Arrangement
From The ABC Of Plain Words by Sir Ernest Gowers

Putting words in their proper places is all-important in a language which, except in some of its pronouns, does not have different forms for the subjective and objective cases. With those pronouns arrangement is not so vital. Neither "he outlived her" nor "her he outlived" leaves any doubt which outlived the other. But with nouns the meaning depends rigidly on the order. "Husband outlived wife" means one thing and "wife outlived husband" the opposite. Reverse the order of the words and you reverse the meaning.

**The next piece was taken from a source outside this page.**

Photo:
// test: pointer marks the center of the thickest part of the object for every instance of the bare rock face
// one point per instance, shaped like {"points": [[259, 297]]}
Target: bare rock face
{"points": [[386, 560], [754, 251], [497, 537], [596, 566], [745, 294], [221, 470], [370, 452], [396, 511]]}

If all you want to say is a simple thing like that, there is no difficulty. But that is rarely so. You probably want to write a more complicated sentence telling not only the central event but also its how, why, and where. The Americans have a useful word, modifier, by which they mean "words or groups of words that restrict, limit, or make more exact the meaning of other words". The `modifiers' bring the trouble.

The rule is easy enough to state. It is, in the words of an old grammarian, "that the words or members most nearly related should be placed in the sentence as near to each other as possible, so as to make their mutual relation clearly appear ". But it is not so easy to keep. We do not always remember that what is clear to us may be far from clear to our readers. Sometimes it is not clear even to us which "words or members" are "most nearly related", and if there are many `modifiers' we may be confronted with difficulties of the jig-saw type.

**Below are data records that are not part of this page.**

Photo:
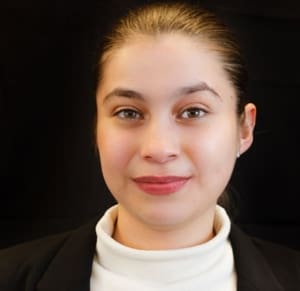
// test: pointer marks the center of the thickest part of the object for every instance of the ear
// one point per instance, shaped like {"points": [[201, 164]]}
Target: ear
{"points": [[247, 124]]}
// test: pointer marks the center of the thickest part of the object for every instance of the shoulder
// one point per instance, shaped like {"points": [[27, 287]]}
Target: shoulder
{"points": [[265, 263], [23, 264], [285, 262]]}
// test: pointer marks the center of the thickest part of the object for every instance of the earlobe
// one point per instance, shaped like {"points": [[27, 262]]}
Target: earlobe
{"points": [[247, 124]]}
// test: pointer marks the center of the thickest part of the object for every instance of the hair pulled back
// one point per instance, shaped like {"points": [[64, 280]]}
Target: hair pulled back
{"points": [[188, 20]]}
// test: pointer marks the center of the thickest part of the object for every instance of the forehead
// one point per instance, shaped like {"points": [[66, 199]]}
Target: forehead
{"points": [[156, 64]]}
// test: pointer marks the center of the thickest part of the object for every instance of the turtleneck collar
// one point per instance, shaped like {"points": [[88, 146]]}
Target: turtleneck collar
{"points": [[160, 267]]}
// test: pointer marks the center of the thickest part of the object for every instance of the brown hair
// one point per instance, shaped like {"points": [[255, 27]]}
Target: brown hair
{"points": [[188, 20], [192, 21]]}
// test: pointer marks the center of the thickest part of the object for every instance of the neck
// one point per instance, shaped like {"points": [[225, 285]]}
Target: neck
{"points": [[136, 234]]}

Here are some typical examples of faulty arrangement. Their offence is that they obscure the writer's meaning, if only momentarily:

It is doubtful whether this small gas company would wish to accept responsibility for supplying this large area with all its difficulties.

"With all its difficulties" should be put in parenthetic commas after "responsibility".

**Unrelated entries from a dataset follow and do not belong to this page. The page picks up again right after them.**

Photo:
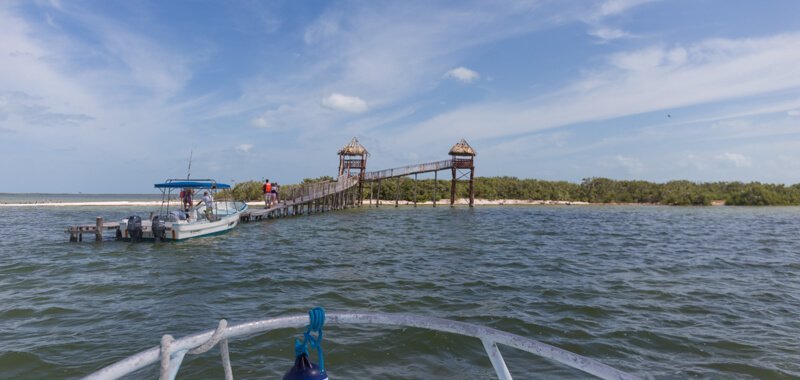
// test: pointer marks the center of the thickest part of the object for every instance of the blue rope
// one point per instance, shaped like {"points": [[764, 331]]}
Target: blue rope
{"points": [[316, 318]]}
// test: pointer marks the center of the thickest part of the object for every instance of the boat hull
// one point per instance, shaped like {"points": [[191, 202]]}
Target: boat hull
{"points": [[224, 220]]}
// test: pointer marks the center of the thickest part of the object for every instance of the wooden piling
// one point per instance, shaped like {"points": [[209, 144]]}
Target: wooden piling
{"points": [[471, 188], [435, 185], [453, 187], [98, 234], [415, 189], [397, 194]]}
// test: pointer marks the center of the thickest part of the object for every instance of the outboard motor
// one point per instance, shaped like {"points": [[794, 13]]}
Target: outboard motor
{"points": [[159, 229], [135, 227], [304, 369]]}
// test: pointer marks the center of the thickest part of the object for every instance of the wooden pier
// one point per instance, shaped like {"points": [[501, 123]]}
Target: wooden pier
{"points": [[345, 192]]}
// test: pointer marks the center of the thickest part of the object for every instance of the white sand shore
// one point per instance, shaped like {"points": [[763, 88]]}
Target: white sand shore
{"points": [[478, 202]]}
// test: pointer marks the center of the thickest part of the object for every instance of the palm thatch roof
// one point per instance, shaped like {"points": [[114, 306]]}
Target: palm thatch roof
{"points": [[354, 148], [462, 148]]}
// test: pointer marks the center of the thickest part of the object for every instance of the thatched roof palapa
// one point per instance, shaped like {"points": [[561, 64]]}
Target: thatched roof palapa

Sir W. S. has cut short the tour that he has been making for the last month in the middle east because of illness.

"Because of illness" should begin the sentence instead of ending it.

Faulty arrangement of this sort is not unknown even in model regulations issued by government departments to show local authorities how things ought to be done:

No child shall be employed on any weekday when the school is not open for a longer period than four hours.

"For a longer period than four hours" qualifies employed, not open, and should come immediately after employed.

And in departmental regulations themselves:

Every woman by whom . . . a claim for maternity benefit is made shall furnish evidence that she has been, or that it is to be expected that she will be, confined by means of a certificate given in accordance with the rules. . . .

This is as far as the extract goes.